The subject is a combination of the topic name and the record name with the following format: <topic name>-<fully-qualified record name>

The fully-qualified record name for Avro is the record’s namespace + record name. For JSON Schema, the record name is the title.

Using WarpStream's BYOC Schema Registry for Schema Validation

Our goal is to make it as easy as possible to perform schema validation with WarpStream's BYOC Schema Registry. To configure the agent to perform schema validation using schemas from your BYOC Schema Registry cluster, you need to do two things:

  • Set the -schemaValidationVirtualClusterID flag to your Schema Registry's Virtual Cluster ID when deploying your agent. Alternatively, you can set the environment variable WARPSTREAM_SCHEMA_VALIDATION_VIRTUAL_CLUSTER_ID to your Virtual Cluster ID.

  • Configure your agent to have the permission to read existing files from the object storage bucket that holds the schemas for your BYOC Schema Registry. In the case of AWS, this is the GetObject permission. In the case of GCP, this is the storage.objects.get permission.

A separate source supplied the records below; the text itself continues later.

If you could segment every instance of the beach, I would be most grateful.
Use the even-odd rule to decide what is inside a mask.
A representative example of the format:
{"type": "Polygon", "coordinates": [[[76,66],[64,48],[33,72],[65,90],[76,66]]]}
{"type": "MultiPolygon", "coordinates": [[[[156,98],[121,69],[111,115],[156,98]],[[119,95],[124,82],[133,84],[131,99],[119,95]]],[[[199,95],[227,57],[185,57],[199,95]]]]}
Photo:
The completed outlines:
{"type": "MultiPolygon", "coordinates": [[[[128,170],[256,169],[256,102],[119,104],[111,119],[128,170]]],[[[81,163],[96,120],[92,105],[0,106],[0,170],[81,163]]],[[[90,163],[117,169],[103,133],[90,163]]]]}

Once the flag is set and the object storage permissions are provided, the agent will automatically fetch schemas from the object storage that holds the schemas for your BYOC Schema Registry when performing schema validation.

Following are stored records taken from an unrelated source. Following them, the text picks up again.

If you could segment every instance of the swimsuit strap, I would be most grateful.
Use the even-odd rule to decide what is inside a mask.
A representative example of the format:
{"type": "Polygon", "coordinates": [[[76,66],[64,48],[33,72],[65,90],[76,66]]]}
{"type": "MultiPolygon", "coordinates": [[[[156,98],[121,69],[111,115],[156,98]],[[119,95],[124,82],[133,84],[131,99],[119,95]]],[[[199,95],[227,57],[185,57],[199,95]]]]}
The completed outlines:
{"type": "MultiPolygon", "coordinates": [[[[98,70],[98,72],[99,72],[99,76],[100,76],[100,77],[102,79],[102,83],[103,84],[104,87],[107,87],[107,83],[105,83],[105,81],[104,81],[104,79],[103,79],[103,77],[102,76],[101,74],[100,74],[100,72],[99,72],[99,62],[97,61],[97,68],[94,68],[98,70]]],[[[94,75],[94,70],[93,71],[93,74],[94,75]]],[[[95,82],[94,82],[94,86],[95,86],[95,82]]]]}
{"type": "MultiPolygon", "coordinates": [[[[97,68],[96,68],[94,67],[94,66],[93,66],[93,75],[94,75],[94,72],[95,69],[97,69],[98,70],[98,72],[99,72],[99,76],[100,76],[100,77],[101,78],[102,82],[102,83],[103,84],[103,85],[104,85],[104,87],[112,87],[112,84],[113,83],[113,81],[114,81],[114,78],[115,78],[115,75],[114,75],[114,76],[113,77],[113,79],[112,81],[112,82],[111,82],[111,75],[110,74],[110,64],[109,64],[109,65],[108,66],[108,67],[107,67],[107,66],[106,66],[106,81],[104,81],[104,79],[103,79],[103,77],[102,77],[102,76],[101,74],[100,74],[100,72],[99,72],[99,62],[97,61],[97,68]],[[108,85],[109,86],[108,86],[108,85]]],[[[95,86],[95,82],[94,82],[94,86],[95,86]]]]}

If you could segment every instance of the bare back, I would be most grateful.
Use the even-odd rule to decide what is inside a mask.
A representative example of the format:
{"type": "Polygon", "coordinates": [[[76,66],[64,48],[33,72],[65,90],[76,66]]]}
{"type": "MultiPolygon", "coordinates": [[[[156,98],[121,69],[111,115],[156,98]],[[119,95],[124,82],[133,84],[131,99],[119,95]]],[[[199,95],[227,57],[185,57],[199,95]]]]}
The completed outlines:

Connecting to External Kafka-Compatible Schema Registry

To allow the agent to connect to a Kafka-specific schema registry, set the -schemaRegistryURL flag to the URL of the schema registry. Alternatively, you can also set the WARPSTREAM_SCHEMA_REGISTRY_URL environment variable.

Authentication

Most schema registry implementations support some form of authentication. WarpStream supports connecting to external schema registries with MTLS, TLS, or basic authentication.

Basic Authentication

For basic authentication, supply the username and password as follows:

  • set the -externalSchemaRegistryBasicAuthUsername flag to the username of the schema registry. Alternatively, set the WARPSTREAM_EXTERNAL_SCHEMA_REGISTRY_BASIC_AUTH_USERNAME environment variable

  • set the -externalSchemaRegistryBasicAuthPassword flag to the password of the schema registry. Alternatively, set the WARPSTREAM_EXTERNAL_SCHEMA_REGISTRY_BASIC_AUTH_PASSWORD environment variable

TLS/MTLS

For mTLS, the agent needs both a certificate and a private key to enable the schema registry server to authenticate the agent.

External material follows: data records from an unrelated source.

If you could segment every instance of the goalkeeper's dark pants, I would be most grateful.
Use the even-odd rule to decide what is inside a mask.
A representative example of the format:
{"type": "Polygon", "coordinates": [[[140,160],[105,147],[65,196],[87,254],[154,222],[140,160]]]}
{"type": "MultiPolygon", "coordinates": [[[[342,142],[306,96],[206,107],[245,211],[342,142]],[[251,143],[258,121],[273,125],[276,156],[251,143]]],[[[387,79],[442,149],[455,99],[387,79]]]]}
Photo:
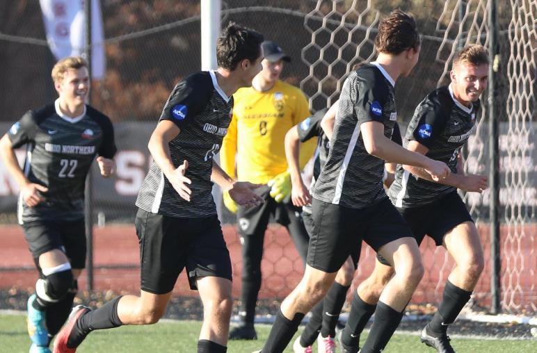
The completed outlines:
{"type": "MultiPolygon", "coordinates": [[[[268,195],[268,187],[256,189],[265,202],[250,208],[239,207],[237,224],[242,244],[242,290],[241,293],[241,321],[253,325],[257,294],[261,288],[261,260],[265,231],[271,215],[289,231],[303,263],[307,254],[310,237],[302,220],[302,210],[292,204],[278,204],[268,195]]],[[[275,268],[278,262],[272,264],[275,268]]]]}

You can use the -externalSchemaRegistryTlsClientCertFile and -externalSchemaRegistryTlsClientPrivateKeyFile to pass in the file paths to the agent certificate and private key, respectively. Alternatively, you can use WARPSTREAM_EXTERNAL_SCHEMA_REGISTRY_TLS_CLIENT_CERT_FILE and WARPSTREAM_EXTERNAL_SCHEMA_REGISTRY_TLS_CLIENT_PRIVATE_KEY_FILE environment variables.

For TLS and mTLS, you can optionally add a file path to the root certificate authority certificate file which the Agent will use to verify the schema registry server's certificate. Use the -externalSchemaRegistryTlsServerCACertFile flag, or the WARPSTREAM_EXTERNAL_SCHEMA_REGISTRY_TLS_SERVER_CA_CERT_FILE environment variable.

Connecting to AWS Glue Schema Registry

The agent must be deployed in AWS to connect to an AWS Glue schema registry. In addition, you'll also need to make sure the Agent containers have the appropriate permissions to read from the schema registry.

Below is an example Terraform configuration for an AWS IAM policy document that provides WarpStream with the appropriate permissions to access an AWS Glue schema registry.

data "aws_iam_policy_document" "warpstream_aws_glue_policy_document" {
  statement {
    sid = "AWSGlueSchemaRegistryReadonlyAccess"
    actions = [
      "glue:GetSchemaVersion"
    ]

    effect    = "Allow"
    resources = [ "*" ]
  }
}

Note that there is currently a that prevents providing the specific registry arn for the iam policy for AWS Glue. You would have to use "*" instead as showed in the example.